Lapislazuli-Ohrringe

Die Küstennähe ist für die Bedeutung der Fischindustrie verantwortlich: Kaum ein Land exportiert soviel Lachs und Meeresfrüchte wie Chile. Weiterhin gelten die Häfen Chiles als wichtiger Faktor für den Export und Handel mit den USA, Asien und Europa. So sieht man z.B. in Valparaíso, einem der wichtigsten Häfen Chiles, häufig Container mit der Aufschrift "Hamburg Süd".

In der Zentralzone und im Süden wird Land- und Forstwirtschaft betrieben; besonders der chilenische Wein gewinnt immer mehr das internationale Ansehen. Weiterhin wird auch Obst und Gemüse angebaut; im grünen Süden ist die Forstwirtschaft (Eukalyptus, Kiefer) und Holzindustrie vorherrschend.
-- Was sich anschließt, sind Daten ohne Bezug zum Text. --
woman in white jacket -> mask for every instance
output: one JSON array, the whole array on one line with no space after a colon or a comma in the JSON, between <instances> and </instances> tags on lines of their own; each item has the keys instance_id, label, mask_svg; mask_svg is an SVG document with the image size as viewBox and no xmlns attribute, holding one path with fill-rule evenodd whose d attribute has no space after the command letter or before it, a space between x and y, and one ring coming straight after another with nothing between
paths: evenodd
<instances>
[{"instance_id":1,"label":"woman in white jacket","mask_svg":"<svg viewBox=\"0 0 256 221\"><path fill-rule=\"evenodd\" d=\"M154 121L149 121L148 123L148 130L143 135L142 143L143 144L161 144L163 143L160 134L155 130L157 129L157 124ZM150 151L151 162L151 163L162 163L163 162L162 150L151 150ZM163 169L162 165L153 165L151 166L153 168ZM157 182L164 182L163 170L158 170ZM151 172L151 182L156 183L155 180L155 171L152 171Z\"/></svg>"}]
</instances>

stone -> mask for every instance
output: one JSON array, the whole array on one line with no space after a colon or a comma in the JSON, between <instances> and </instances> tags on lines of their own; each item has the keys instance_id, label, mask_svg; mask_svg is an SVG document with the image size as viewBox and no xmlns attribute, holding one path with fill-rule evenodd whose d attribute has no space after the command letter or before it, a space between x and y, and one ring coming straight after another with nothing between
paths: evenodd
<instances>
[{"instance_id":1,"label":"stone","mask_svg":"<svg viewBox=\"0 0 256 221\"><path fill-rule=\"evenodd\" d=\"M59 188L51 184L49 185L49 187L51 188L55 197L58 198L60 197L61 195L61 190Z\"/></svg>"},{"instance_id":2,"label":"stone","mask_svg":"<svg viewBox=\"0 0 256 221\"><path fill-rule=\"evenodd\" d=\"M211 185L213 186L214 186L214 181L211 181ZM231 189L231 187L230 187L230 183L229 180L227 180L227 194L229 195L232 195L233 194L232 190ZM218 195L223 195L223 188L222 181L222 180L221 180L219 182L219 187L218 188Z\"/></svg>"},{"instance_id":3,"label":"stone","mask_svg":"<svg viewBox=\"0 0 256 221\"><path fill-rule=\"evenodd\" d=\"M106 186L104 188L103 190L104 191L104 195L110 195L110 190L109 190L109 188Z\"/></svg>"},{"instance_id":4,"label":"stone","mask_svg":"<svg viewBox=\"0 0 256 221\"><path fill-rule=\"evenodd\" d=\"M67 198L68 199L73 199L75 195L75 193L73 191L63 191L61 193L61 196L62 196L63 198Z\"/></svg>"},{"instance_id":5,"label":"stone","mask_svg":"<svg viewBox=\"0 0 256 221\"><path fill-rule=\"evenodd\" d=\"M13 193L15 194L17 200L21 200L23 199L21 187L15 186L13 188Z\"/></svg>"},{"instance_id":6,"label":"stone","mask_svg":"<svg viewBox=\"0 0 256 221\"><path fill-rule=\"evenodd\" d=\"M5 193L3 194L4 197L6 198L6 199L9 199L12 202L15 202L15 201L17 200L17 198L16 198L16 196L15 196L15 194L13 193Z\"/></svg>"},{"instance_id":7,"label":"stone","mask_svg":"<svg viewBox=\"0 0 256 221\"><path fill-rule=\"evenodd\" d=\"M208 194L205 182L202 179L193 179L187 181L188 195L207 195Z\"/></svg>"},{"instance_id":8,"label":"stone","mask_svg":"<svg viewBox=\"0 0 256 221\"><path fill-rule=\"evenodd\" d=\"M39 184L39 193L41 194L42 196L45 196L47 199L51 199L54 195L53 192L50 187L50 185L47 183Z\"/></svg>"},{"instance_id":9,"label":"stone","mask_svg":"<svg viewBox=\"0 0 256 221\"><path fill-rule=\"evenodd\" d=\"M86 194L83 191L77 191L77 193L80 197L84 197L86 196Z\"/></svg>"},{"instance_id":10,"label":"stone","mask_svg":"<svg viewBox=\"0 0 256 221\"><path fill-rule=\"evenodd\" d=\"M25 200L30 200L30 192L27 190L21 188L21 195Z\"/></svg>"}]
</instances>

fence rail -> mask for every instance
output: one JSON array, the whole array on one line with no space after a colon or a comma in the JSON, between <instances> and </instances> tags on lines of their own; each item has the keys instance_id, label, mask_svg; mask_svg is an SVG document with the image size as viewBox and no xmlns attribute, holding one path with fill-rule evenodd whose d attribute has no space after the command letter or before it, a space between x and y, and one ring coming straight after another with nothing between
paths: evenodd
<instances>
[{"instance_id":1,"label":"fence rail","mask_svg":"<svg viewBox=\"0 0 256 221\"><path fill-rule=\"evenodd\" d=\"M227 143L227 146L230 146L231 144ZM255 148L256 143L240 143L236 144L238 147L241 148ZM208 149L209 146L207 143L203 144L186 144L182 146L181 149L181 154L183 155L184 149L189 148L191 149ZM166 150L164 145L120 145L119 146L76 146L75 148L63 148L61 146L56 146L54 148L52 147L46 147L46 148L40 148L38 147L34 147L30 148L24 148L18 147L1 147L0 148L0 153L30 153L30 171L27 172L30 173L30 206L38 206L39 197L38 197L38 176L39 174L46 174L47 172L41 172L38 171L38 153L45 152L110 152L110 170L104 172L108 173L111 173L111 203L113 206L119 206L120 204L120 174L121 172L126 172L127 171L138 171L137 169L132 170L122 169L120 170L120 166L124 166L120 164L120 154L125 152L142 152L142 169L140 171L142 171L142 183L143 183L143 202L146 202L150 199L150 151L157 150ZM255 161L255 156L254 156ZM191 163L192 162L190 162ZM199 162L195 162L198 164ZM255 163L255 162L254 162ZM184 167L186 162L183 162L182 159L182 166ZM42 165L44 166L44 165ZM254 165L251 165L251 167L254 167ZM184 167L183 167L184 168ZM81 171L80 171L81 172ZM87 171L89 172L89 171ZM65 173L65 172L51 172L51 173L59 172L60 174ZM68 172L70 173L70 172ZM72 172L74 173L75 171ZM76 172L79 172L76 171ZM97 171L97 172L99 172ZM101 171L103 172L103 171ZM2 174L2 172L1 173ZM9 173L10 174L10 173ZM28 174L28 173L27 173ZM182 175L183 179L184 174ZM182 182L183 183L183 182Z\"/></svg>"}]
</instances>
Das karge Patagonien hingegen kann nur noch für Fischfang und Schafzucht genutzt werden.

Ein Schmuckstück, das außer in Chile nur noch in Afghanistan und einem Teil Russlands zu finden und als Souvenir beliebt ist, ist das Lapislazuli - Gestein. Mit Gold und Silber verarbeitet wird es in vielerlei Formen angeboten, z.B. als Ohrschmuck, Anhänger und mehr. Seine einzigartige, tiefblaue Farbe hat den Lapislazuli nicht nur als Schmuck sondern auch in der Kunst und Malerei bekannt gemacht.